Distributed Speculative Execution for Resilient Cloud Applications
Tianyu Li, Badrish Chandramouli, Philip A. Bernstein, Samuel Madden
TL;DR
This work tackles the latency bottleneck of durable execution in modern cloud applications by introducing distributed speculative execution (DSE). It presents libDSE, a general-purpose runtime that lets developers write synchronous-persistence-style code while the runtime transparently bypasses persistence on the critical path and performs rollback-based recovery when failures occur. Central contributions include a DPR-inspired speculative protocol with a deterministic, stateless coordinator, a dependency-graph-based recovery mechanism, and a practical programming model built around StateObjects, Actions, and sthreads.
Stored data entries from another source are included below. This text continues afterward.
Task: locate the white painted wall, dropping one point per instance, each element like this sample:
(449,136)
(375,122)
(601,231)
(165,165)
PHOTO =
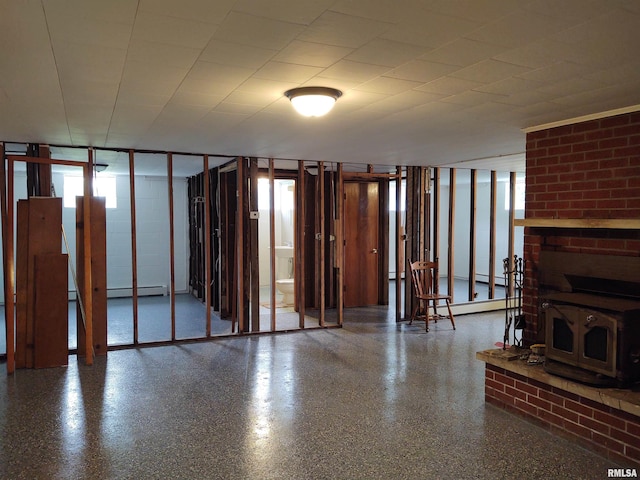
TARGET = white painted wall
(152,217)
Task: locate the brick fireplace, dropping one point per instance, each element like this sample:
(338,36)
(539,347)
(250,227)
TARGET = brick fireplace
(582,197)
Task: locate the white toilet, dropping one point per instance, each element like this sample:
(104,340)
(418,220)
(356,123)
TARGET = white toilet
(286,286)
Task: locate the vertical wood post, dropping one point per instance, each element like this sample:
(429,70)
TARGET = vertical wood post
(452,217)
(399,244)
(254,278)
(208,274)
(88,283)
(272,243)
(472,234)
(492,236)
(172,266)
(512,213)
(322,242)
(9,263)
(299,245)
(134,248)
(240,250)
(340,243)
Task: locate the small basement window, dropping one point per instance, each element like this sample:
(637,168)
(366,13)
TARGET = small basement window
(102,187)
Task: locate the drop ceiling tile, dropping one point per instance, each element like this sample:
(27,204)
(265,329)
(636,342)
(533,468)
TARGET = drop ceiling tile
(472,98)
(199,10)
(62,28)
(381,10)
(292,11)
(489,71)
(214,78)
(333,28)
(287,72)
(252,98)
(554,73)
(236,54)
(421,71)
(517,29)
(144,51)
(463,52)
(387,86)
(237,108)
(430,29)
(386,53)
(260,32)
(312,54)
(151,27)
(449,86)
(354,71)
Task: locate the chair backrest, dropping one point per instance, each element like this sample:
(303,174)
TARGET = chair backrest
(423,275)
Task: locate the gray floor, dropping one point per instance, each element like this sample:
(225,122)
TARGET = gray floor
(367,401)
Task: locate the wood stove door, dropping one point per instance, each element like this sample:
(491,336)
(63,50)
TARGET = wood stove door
(562,333)
(598,342)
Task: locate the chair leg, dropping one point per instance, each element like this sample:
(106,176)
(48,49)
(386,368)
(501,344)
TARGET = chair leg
(453,324)
(413,314)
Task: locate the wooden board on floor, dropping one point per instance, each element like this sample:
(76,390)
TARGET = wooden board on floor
(98,273)
(51,311)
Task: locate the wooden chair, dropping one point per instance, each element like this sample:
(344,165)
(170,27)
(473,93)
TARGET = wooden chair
(423,276)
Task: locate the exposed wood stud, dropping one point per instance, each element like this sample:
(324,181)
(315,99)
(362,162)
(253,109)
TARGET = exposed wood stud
(321,202)
(172,266)
(272,243)
(299,245)
(512,210)
(134,248)
(492,235)
(88,281)
(340,243)
(452,218)
(254,271)
(472,233)
(208,274)
(399,244)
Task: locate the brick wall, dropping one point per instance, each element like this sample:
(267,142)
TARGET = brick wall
(610,432)
(585,170)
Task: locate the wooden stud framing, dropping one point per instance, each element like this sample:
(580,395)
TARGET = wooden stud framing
(8,261)
(88,283)
(492,236)
(472,233)
(254,279)
(452,216)
(272,243)
(322,241)
(240,251)
(512,212)
(399,244)
(172,266)
(134,247)
(340,243)
(8,249)
(208,274)
(299,245)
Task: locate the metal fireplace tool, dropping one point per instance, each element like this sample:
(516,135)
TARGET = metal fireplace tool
(514,318)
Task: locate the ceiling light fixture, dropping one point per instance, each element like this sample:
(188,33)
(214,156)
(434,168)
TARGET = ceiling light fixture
(313,101)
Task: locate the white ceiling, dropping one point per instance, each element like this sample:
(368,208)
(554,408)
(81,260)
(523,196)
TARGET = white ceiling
(425,82)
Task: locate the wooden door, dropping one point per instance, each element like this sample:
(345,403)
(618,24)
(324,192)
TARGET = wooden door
(361,251)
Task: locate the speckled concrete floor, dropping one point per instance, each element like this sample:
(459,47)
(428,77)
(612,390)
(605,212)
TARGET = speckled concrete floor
(373,400)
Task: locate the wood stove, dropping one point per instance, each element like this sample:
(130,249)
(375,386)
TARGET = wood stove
(591,307)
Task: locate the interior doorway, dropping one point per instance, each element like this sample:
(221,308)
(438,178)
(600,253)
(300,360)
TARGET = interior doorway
(362,243)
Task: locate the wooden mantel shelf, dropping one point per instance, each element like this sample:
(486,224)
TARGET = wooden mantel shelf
(619,223)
The authors implement four speculative services (log, key-value store, workflows, event broker) and demonstrate substantial latency reductions (up to an order of magnitude) with manageable overhead and good scalability across end-to-end workloads and microbenchmarks. Overall, the paper presents a viable path toward significantly lowering fault-tolerance overhead in distributed cloud applications, with broad applicability to workflows, streaming, and distributed primitives.
Abstract
Fault-tolerance is critically important in highly-distributed modern cloud applications. Solutions such as Temporal, Azure Durable Functions, and Beldi hide fault-tolerance complexity from developers by persisting execution state and resuming seamlessly from persisted state after failure. This pattern, often called durable execution, usually forces frequent and synchronous persistence and results in hefty latency overheads. In this paper, we propose distributed speculative execution (DSE), a technique for implementing the durable execution abstraction without incurring this penalty. With DSE, developers write code assuming synchronous persistence, and a DSE runtime is responsible for transparently bypassing persistence and reactively repairing application state on failure. We present libDSE, the first DSE application framework that achieves this vision. The key tension in designing libDSE is between imposing restrictions on user programs so the framework can safely and transparently change execution behavior, and avoiding assumptions so libDSE can support more use cases. We address this with a novel programming model centered around message-passing, atomic code blocks, and lightweight threads, and show that it allows developers to build a variety of speculative services, including write-ahead logs, key-value stores, event brokers, and fault-tolerant workflows. Our evaluation shows that libDSE reduces end-to-end latency by up to an order of magnitude compared to current generations of durable execution systems with minimal run-time overhead and manageable complexity.